- Born: Canada
- Education: Conservatoire de musique du Québec à Montréal; Conservatoire de Paris;
- Occupations: Saxophonist; arranger; music educator; university administrator;
- Years active: 1971–present
- Employers: Université du Québec à Trois-Rivières; Conservatoire de musique du Québec à Trois-Rivières;
- Style: Classical
- Awards: Prix d'Europe
- Musical career
- Member of: Septune; Saxophone Andran; Zeugma; Saxium Saxophone Quartet;
- Formerly of: Pierre Bourque Saxophone Quartet

= Jacques Larocque =

Canadian musician

Jacques Larocque is a Canadian saxophonist, arranger, music educator, and university administrator. He has authored and published numerous transcriptions and arrangements for saxophone quartet, some of which have been recorded by ensembles like the Alliage Saxophone Quartet and the American Saxophone Quartet.
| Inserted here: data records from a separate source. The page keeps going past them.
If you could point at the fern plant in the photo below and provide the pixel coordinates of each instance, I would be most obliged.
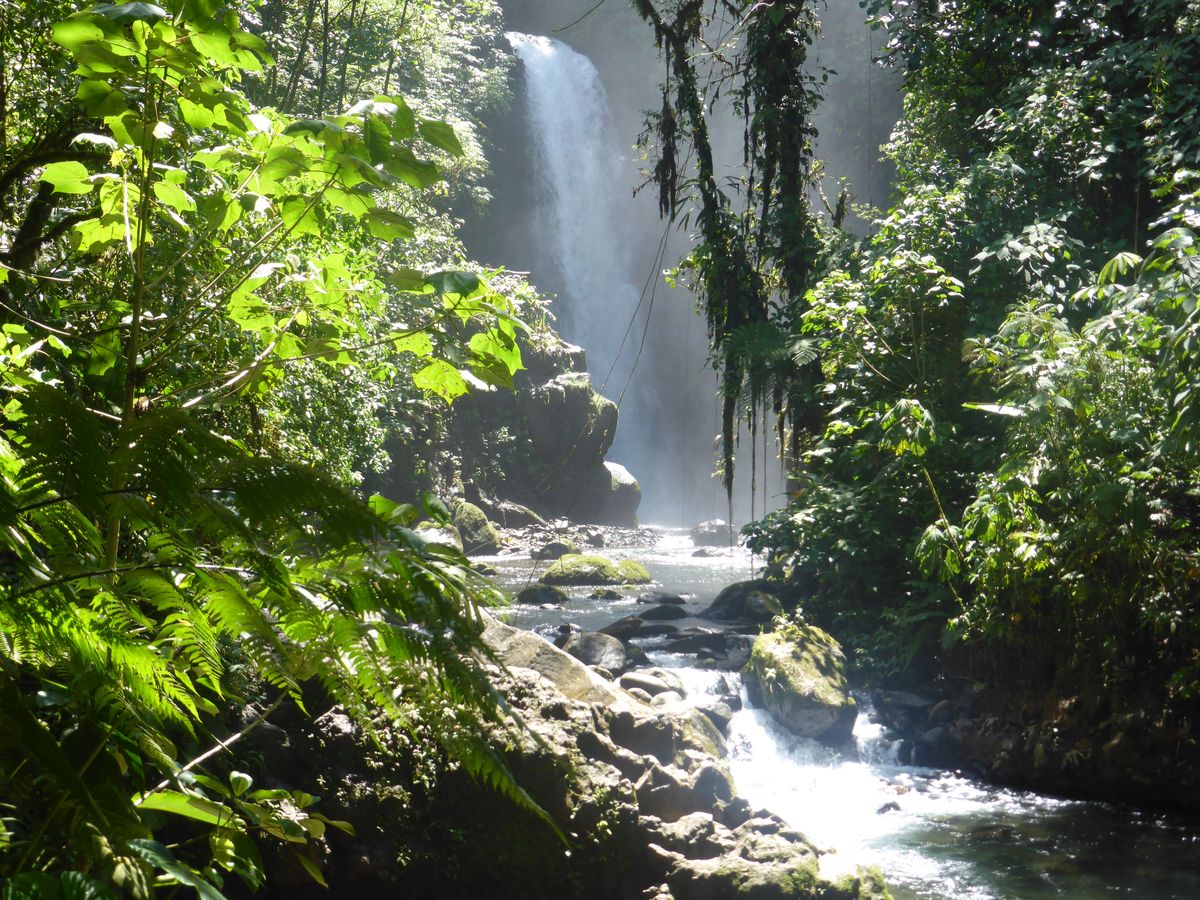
(189, 249)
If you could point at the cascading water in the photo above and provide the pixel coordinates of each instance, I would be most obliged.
(603, 253)
(935, 834)
(577, 166)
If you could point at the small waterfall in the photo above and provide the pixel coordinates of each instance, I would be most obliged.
(579, 163)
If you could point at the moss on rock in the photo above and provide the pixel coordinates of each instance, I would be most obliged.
(798, 675)
(479, 535)
(587, 569)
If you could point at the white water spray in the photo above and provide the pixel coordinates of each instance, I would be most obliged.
(579, 166)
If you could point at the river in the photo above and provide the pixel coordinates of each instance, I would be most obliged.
(933, 833)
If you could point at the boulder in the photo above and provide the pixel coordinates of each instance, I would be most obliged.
(658, 597)
(581, 569)
(798, 676)
(713, 533)
(514, 515)
(624, 628)
(556, 549)
(479, 537)
(755, 601)
(649, 683)
(436, 533)
(597, 649)
(540, 594)
(609, 495)
(569, 424)
(665, 612)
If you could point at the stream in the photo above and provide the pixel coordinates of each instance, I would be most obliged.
(933, 833)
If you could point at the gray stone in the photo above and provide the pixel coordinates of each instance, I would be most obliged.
(597, 649)
(798, 676)
(666, 612)
(541, 594)
(713, 533)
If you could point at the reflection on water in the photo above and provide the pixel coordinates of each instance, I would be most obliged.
(935, 835)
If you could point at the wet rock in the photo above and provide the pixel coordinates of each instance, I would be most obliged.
(696, 640)
(479, 535)
(647, 682)
(666, 612)
(720, 713)
(555, 550)
(658, 598)
(597, 649)
(667, 699)
(541, 594)
(435, 533)
(658, 630)
(623, 629)
(798, 675)
(756, 601)
(514, 515)
(575, 569)
(713, 533)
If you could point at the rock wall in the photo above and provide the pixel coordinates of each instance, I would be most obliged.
(561, 430)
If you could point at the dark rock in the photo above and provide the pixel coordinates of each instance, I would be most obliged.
(658, 630)
(555, 549)
(735, 603)
(798, 675)
(655, 597)
(539, 594)
(666, 612)
(713, 533)
(574, 569)
(595, 649)
(623, 629)
(478, 534)
(695, 640)
(648, 683)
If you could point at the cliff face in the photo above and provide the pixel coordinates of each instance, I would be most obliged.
(553, 432)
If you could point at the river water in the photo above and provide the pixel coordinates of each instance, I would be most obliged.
(933, 833)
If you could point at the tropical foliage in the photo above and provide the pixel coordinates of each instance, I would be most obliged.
(187, 275)
(996, 473)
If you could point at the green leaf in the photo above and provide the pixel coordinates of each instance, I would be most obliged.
(996, 409)
(389, 226)
(129, 13)
(69, 177)
(240, 783)
(419, 345)
(174, 196)
(77, 31)
(183, 804)
(159, 856)
(439, 377)
(442, 136)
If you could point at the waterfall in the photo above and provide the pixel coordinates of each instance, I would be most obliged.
(579, 163)
(574, 222)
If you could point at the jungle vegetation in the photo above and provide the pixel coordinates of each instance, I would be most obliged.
(990, 401)
(231, 295)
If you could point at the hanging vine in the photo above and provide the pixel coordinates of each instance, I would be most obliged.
(757, 249)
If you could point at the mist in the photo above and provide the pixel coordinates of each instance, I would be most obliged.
(565, 173)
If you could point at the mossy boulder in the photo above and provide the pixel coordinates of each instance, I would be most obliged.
(755, 601)
(798, 675)
(479, 535)
(543, 594)
(436, 533)
(586, 569)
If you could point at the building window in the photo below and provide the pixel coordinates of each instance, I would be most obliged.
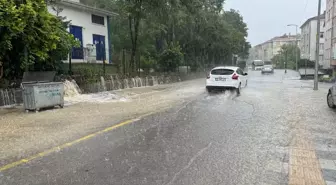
(99, 41)
(97, 19)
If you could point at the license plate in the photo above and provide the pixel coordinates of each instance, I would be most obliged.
(220, 79)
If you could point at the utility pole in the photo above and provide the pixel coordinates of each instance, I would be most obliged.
(296, 45)
(317, 55)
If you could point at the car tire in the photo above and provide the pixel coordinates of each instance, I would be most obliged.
(330, 101)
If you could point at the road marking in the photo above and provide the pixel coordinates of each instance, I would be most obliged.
(63, 146)
(66, 145)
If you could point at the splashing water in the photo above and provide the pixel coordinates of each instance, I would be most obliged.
(71, 88)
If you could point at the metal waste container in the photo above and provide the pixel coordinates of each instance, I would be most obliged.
(38, 91)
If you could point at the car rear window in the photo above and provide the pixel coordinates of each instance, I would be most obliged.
(222, 72)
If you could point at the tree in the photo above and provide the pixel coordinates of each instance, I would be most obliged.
(204, 32)
(286, 58)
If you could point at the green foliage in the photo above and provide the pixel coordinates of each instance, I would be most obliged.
(171, 57)
(287, 56)
(207, 35)
(31, 38)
He has appeared numerous times on CBC Radio as a soloist and chamber musician and has been a soloist with the Montreal Symphony Orchestra, the Quebec Symphony Orchestra and the Orchestre symphonique de Trois-Rivières, among others.

Larocque studied the saxophone at the Conservatoire de musique du Québec à Montréal with Arthur Romano and Pierre Bourque. In 1967, he was awarded the Prix d'Europe and, to date, is the only saxophonist to have received that honour. That prize enabled him to pursue further studies at the Conservatoire de Paris in France.

After returning to Canada, Larocque became a member of the renowned Pierre Bourque Saxophone Quartet in 1971, with whom he spent the next several years touring internationally and recording. From 1971 to 1990, he served as the director of the Module de musique program at the Université du Québec à Trois-Rivières. He has since taught on the music faculty at the Conservatoire de musique du Québec à Trois-Rivières. In 1995, he founded the saxophone septet Septune, of which he remains artistic director. He is also the current music director of both Saxophone Andran and the trio Zeugma, and is a member of the Saxium Saxophone Quartet.